All the Jews thought Paul should be killed for all the trouble he had caused. But the Romans weren’t sure what Paul was being accused of. At first, the Romans mistook him for an Egyptian terrorist leader. Paul didn’t seem to know what he was being accused of either. He seemed to think it was about his belief that people could be resurrected, even though that wasn’t an uncommon belief among the Jews.
The Roman soldiers eventually figured out that the problem the Jews had with Paul had to do with their own religious law, and he hadn’t done anything against the Roman law. So they told Felix, the Roman governor of Judea, that Paul had done nothing that would justify imprisoning or killing him. But Felix imprisoned him anyway, just to make the Jews happy.

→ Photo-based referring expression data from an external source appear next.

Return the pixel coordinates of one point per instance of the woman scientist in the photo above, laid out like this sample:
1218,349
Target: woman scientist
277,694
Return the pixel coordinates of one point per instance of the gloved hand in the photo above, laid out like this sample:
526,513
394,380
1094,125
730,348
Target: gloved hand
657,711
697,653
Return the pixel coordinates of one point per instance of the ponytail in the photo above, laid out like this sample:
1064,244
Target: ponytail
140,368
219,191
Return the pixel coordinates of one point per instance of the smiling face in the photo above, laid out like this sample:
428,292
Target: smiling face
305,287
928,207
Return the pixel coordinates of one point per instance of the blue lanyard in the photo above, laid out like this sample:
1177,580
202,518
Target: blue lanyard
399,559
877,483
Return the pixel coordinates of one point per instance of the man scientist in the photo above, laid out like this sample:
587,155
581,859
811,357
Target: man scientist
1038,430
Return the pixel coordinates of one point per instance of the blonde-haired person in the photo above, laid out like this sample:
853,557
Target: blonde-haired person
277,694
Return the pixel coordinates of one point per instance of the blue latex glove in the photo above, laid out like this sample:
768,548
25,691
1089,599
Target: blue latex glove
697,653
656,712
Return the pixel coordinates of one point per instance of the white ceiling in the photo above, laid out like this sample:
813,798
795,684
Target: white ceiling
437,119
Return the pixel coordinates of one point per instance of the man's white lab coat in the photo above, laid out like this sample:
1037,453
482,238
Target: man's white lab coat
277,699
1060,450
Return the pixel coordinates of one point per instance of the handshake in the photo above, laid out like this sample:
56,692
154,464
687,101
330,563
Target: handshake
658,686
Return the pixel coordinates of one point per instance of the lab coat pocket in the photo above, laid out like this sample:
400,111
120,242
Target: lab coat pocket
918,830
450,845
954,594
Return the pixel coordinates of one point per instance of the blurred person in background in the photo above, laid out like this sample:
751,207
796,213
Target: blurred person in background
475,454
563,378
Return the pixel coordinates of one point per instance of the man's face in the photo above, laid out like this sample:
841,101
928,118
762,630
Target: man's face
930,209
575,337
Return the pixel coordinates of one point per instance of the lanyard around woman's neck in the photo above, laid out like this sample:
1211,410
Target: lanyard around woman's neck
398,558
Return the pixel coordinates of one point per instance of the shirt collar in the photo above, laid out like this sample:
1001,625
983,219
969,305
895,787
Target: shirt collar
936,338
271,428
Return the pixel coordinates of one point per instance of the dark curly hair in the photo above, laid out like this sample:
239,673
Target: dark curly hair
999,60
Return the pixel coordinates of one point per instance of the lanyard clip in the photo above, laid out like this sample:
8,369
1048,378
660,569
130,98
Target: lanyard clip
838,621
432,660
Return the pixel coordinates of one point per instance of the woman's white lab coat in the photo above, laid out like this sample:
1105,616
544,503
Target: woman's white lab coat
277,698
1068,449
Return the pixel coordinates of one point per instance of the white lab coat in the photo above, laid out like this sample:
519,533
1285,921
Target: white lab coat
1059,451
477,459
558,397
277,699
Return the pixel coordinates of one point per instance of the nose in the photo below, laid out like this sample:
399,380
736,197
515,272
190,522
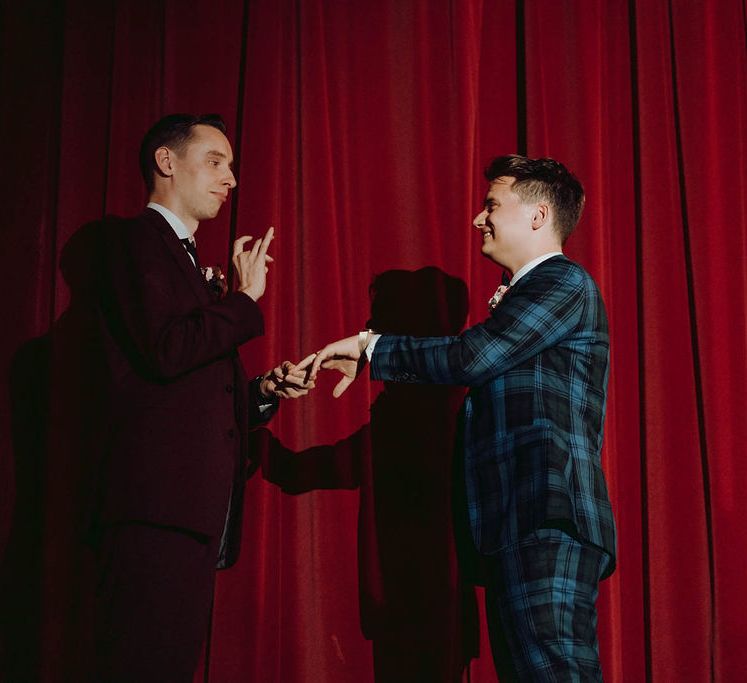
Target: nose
479,220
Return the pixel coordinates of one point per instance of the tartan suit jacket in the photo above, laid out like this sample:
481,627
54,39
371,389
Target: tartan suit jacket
532,422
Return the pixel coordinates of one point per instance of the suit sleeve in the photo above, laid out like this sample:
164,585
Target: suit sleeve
156,316
540,313
261,409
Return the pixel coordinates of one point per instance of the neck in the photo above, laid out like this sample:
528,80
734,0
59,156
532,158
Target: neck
519,262
165,200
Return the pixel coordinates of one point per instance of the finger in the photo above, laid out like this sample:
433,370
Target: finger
342,385
238,245
269,235
255,249
302,365
286,367
298,382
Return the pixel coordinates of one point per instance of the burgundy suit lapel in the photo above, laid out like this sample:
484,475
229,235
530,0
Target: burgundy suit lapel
192,275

Two years later, Felix was succeeded by Festus, who thought Paul was innocent and should be set free. But instead of accepting Festus’s help, Paul insisted on having his case decided by Emperor Nero, who hated Christians. So Paul was sent to Nero, who had him beheaded.
But then most of the Jewish Christians were killed in the First Jewish-Roman War, leaving only Paul’s Gentile churches intact.1 So Paul’s corrupted version of Christianity endured, and eventually became the biggest religion in the world.
The end.
The moral of the story
Don’t try to teach something without learning it first.